Night of the Living Dead's Racial Dynamics

In the documentary "Horror Noire," available to stream on Shudder and AMC+, Tony Todd — Candyman himself — revealed that Romero had told him, "The role [of Ben] wasn't written Black. Duane just happened to be the best actor to show up on that day." However, casting a Black actor during the civil rights era, a time when protests and social unrest were sweeping the nation, made every bit of conflict between Ben and the other survivors, especially the white beta male, Harry (Karl Hardman, also a co-producer), more racially charged.

"Horror Noire" also reveals that Romero was driving to New York City when he heard the news of Martin Luther King, Jr.'s assassination on the radio. He had the "Night of the Living Dead" film cans in the trunk of his car, complete with an ending where a posse of good old boys misidentify Ben as a zombie and casually gun him down from afar. Years later, Jordan Peele would subvert this ending in "Get Out," knowing that the audience could already mind-map a similar outcome for his own Black protagonist, Chris (Daniel Kaluuya).

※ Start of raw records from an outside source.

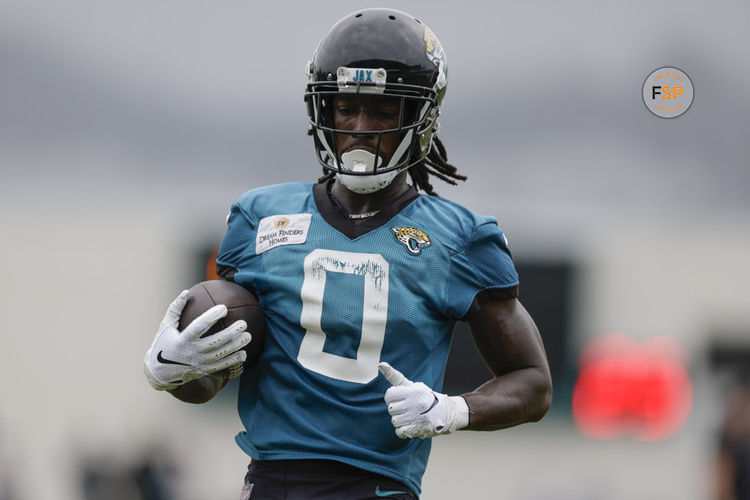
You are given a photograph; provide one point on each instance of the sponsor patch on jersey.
(278, 230)
(413, 239)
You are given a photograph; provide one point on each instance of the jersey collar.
(337, 217)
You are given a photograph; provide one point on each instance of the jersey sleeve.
(239, 240)
(485, 263)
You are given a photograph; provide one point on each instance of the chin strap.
(360, 160)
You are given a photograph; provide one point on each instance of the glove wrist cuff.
(461, 415)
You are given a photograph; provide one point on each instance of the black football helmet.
(377, 52)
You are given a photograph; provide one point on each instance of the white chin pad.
(360, 160)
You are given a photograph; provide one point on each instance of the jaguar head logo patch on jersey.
(413, 239)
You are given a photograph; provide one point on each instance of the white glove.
(418, 411)
(176, 358)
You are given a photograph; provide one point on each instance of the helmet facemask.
(417, 114)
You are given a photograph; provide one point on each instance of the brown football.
(241, 304)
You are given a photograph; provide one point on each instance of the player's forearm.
(200, 390)
(511, 399)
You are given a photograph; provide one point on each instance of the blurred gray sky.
(543, 108)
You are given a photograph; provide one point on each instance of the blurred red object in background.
(629, 387)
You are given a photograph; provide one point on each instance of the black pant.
(318, 479)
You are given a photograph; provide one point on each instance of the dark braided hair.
(435, 163)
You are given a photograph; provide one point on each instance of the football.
(241, 304)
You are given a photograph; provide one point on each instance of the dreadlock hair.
(435, 163)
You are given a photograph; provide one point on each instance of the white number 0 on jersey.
(374, 269)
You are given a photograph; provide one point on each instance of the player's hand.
(176, 358)
(418, 411)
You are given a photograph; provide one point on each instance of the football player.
(362, 279)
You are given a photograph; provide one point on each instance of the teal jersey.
(339, 298)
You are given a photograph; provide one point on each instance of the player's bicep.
(505, 334)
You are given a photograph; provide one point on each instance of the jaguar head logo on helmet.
(385, 59)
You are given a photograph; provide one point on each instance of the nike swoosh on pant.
(381, 493)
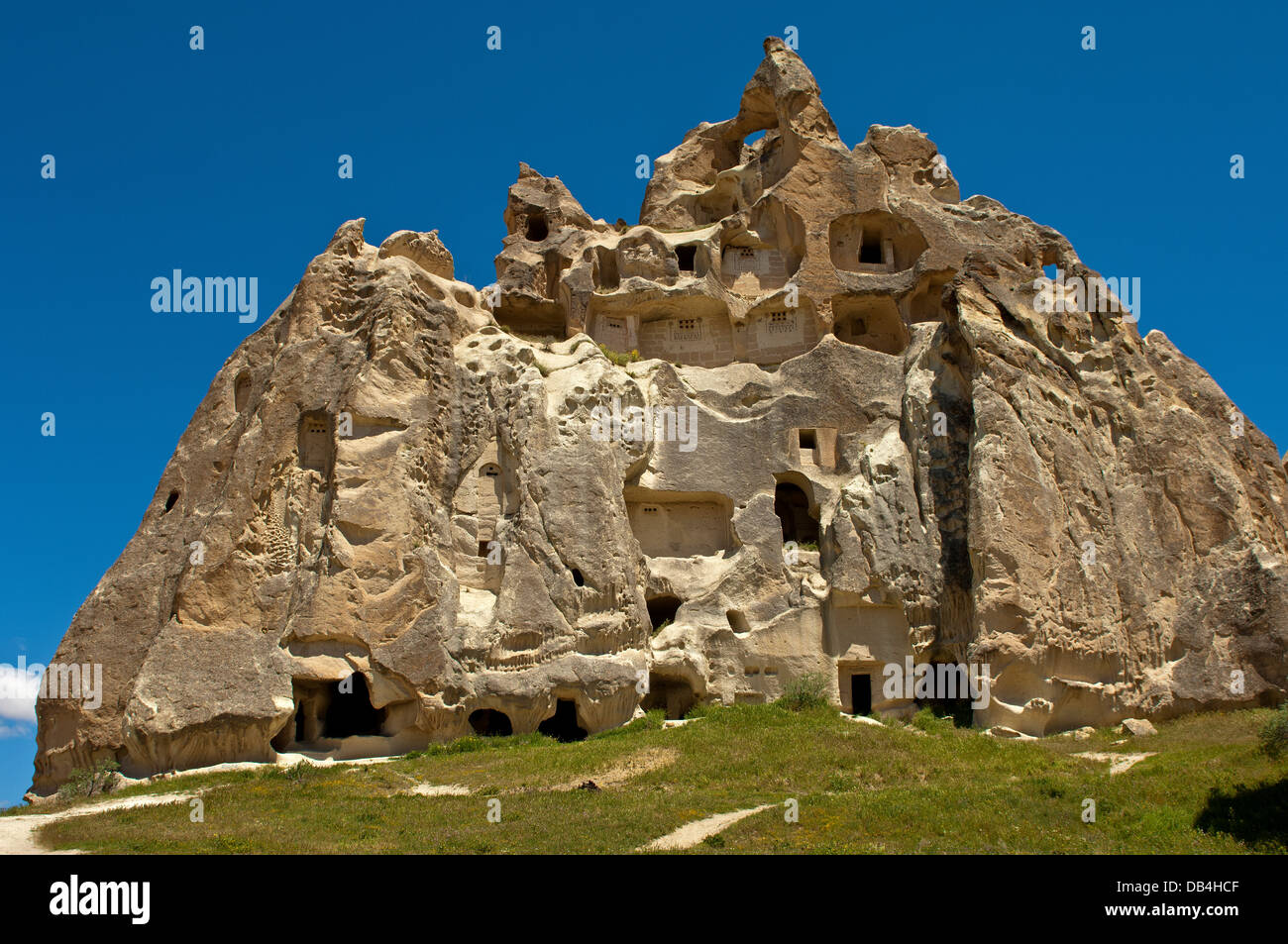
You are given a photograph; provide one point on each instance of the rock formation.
(403, 510)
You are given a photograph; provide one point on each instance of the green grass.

In the meantime, Romero's zombie movie — appropriately filmed in black-and-white — envisioned a reality where law enforcement agencies mobilize to "search out and destroy the marauding ghouls," which are coded as Other and subjected to the mob-justice mentality. It played right into memories of lynchings, police brutality and bias, and the real horrors of American history. No wonder the movie was so controversial.